Cache Provider as a Parameter

The CacheProvider is passed as a parameter to the createCacheStore function, offering several advantages:

  1. Flexibility: Users can choose the most suitable caching solution for their needs (Redis, Memcached, in-memory, etc.).
  2. Testability: It's easier to mock the cache provider in unit tests.
  3. Dependency Injection: This design follows the dependency injection principle, improving modularity and maintainability.

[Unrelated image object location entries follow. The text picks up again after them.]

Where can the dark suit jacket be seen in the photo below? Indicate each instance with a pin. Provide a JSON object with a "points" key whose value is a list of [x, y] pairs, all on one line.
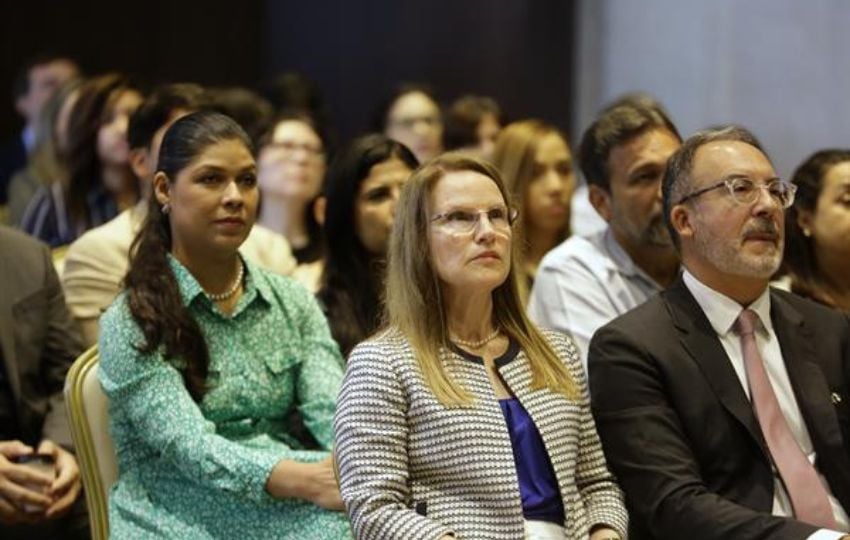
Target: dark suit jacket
{"points": [[679, 431], [38, 338]]}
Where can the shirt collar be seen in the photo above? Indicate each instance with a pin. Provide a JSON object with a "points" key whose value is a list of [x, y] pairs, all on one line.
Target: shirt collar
{"points": [[256, 285], [722, 311]]}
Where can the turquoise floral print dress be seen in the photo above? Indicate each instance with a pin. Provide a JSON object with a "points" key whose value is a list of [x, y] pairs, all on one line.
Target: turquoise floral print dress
{"points": [[192, 470]]}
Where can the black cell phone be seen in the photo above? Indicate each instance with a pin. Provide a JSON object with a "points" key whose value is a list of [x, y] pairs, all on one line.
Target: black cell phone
{"points": [[35, 459]]}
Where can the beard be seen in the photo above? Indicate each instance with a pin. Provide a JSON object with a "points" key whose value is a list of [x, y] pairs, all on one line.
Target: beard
{"points": [[730, 257], [656, 234]]}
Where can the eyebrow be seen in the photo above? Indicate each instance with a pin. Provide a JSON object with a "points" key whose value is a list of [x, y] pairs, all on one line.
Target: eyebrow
{"points": [[219, 169]]}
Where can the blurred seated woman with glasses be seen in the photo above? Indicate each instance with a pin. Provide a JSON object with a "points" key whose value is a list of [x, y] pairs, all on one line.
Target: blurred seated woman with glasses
{"points": [[204, 357], [817, 229], [411, 115], [291, 167], [461, 418]]}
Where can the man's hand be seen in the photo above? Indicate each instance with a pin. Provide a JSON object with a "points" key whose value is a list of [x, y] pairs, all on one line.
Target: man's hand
{"points": [[14, 496], [66, 486]]}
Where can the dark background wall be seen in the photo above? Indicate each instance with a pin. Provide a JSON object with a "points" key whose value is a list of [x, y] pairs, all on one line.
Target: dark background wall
{"points": [[518, 52]]}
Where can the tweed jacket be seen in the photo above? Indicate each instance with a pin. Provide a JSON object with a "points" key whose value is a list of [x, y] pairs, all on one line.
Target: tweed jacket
{"points": [[412, 468]]}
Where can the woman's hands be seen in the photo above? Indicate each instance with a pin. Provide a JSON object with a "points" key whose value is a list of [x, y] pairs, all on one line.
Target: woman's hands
{"points": [[22, 486], [314, 482]]}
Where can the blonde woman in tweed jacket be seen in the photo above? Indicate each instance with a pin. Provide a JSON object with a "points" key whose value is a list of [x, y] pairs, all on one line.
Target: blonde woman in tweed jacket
{"points": [[462, 420]]}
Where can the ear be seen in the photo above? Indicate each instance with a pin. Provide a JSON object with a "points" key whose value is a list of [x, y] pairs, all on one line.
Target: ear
{"points": [[138, 159], [601, 201], [161, 188], [320, 206], [682, 221]]}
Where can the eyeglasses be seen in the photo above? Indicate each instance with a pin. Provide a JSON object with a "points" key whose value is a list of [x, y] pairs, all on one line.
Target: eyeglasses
{"points": [[464, 221], [289, 148], [746, 191]]}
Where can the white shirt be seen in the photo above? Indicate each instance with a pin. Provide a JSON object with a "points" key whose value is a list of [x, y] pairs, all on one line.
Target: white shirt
{"points": [[584, 283], [722, 312]]}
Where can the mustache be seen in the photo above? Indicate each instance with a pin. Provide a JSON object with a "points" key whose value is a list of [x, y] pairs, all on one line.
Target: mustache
{"points": [[762, 226]]}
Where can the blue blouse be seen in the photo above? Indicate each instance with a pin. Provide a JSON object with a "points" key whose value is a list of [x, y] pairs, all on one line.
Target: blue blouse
{"points": [[538, 487]]}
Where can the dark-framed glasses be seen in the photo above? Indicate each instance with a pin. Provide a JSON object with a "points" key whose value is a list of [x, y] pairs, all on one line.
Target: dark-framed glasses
{"points": [[744, 190], [501, 218]]}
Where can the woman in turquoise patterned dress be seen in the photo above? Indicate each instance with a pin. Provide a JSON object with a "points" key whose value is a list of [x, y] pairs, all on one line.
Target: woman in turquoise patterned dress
{"points": [[204, 357]]}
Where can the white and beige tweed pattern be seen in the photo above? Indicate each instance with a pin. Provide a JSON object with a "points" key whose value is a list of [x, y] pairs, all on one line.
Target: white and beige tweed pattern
{"points": [[411, 468]]}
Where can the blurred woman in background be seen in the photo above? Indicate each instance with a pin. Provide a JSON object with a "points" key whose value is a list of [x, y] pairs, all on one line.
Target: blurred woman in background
{"points": [[45, 166], [473, 124], [291, 166], [537, 165], [411, 115], [99, 180], [817, 229], [361, 193]]}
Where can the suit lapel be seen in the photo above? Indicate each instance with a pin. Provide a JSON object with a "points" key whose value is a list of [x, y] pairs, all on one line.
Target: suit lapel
{"points": [[7, 337], [700, 341], [807, 379]]}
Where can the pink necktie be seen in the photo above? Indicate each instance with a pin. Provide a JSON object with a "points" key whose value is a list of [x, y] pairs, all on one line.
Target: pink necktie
{"points": [[807, 493]]}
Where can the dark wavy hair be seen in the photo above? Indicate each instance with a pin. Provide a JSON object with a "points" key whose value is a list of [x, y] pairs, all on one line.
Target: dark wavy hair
{"points": [[93, 106], [153, 294], [352, 279], [800, 257]]}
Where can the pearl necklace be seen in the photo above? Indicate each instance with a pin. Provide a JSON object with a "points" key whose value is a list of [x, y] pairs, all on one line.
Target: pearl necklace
{"points": [[232, 290], [477, 344]]}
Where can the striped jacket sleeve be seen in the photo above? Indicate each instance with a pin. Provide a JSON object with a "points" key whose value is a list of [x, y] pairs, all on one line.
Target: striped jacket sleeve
{"points": [[603, 498], [371, 436]]}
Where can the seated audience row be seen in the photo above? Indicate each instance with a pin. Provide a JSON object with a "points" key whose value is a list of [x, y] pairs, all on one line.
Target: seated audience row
{"points": [[720, 403]]}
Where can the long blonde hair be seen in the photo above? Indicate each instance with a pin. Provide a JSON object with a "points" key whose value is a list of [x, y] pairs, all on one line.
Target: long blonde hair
{"points": [[414, 303], [514, 155]]}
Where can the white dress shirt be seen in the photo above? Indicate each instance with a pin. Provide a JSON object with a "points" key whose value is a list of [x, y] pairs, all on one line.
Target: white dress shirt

Significance of Invalidation Groups

Invalidation groups are a powerful feature of this cache implementation:
  1. Efficient Bulk Invalidation: Related cache entries can be invalidated together, useful for complex data relationships.
  2. Fine-grained Control: Allows selective invalidation without clearing the entire cache.
  3. Consistency Management: Helps maintain data consistency across related cache entries. ::: Usage example:
await cacheStore.addOrReplace('user:1', userData, { groups: ['users', 'active-users'] });
// Later, invalidate all user-related caches:
await cacheStore.invalidateGroup('users');

Using the Cache Store with a REST API

To use this cache store with a REST API and Redis provider:

  1. Create a Redis provider:

    import { RedisClientType } from 'redis';
    import { CacheProvider } from '../cache';

    export function gerRedisCacheProvider(client: RedisClientType): CacheProvider {
    return {
    set: async (key: string, value: string, ttl?: number) => {
    await client.set(key, value, { EX: ttl });
    },
    get: async (key: string) => {
    return await client.get(key);
    },

    delete: async (key: string) => {
    await client.del(key);
    },
    deleteManyKeys: async (keys: string[]) => {
    await client.del(keys);
    },
    clear: async () => {
    await client.flushAll();
    },
    getAllKeys: async () => {
    return await client.keys('*');
    },
    };
    }
  2. Set up the Redis client and cache provider:

    import { createClient } from 'redis';
    import { getRedisCacheProvider } from './redisCacheProvider';
    import { createCacheStore } from './cacheStore';

    const redisClient = createClient({ url: 'redis://localhost:6379' });
    await redisClient.connect();

    const redisCacheProvider = getRedisCacheProvider(redisClient);
    const cacheStore = createCacheStore(redisCacheProvider);
  3. Use in API routes:

    app.get('/users/:id', async (req, res) => {
    const userId = req.params.id;
    const cacheKey = `user:${userId}`;

    // Try to get from cache
    let userData = await cacheStore.get(cacheKey);

    if (!userData) {
    // If not in cache, fetch from database
    userData = await fetchUserFromDatabase(userId);
    // Cache the result
    await cacheStore.addOrReplace(cacheKey, JSON.stringify(userData), { ttl: 3600, groups: ['users'] });
    } else {
    userData = JSON.parse(userData);
    }

    res.json(userData);
    });
  4. Invalidation example with group key users:

    app.post('/users', async (req, res) => {
    // Create user in database
    const newUser = await createUserInDatabase(req.body);

    // Invalidate user-related caches
    await cacheStore.invalidateGroup('users');

    res.json(newUser);
    });

This implementation provides a flexible, efficient, and powerful caching solution for Clean Stack, enhancing performance and scalability while maintaining ease of use and adaptability to different caching backends.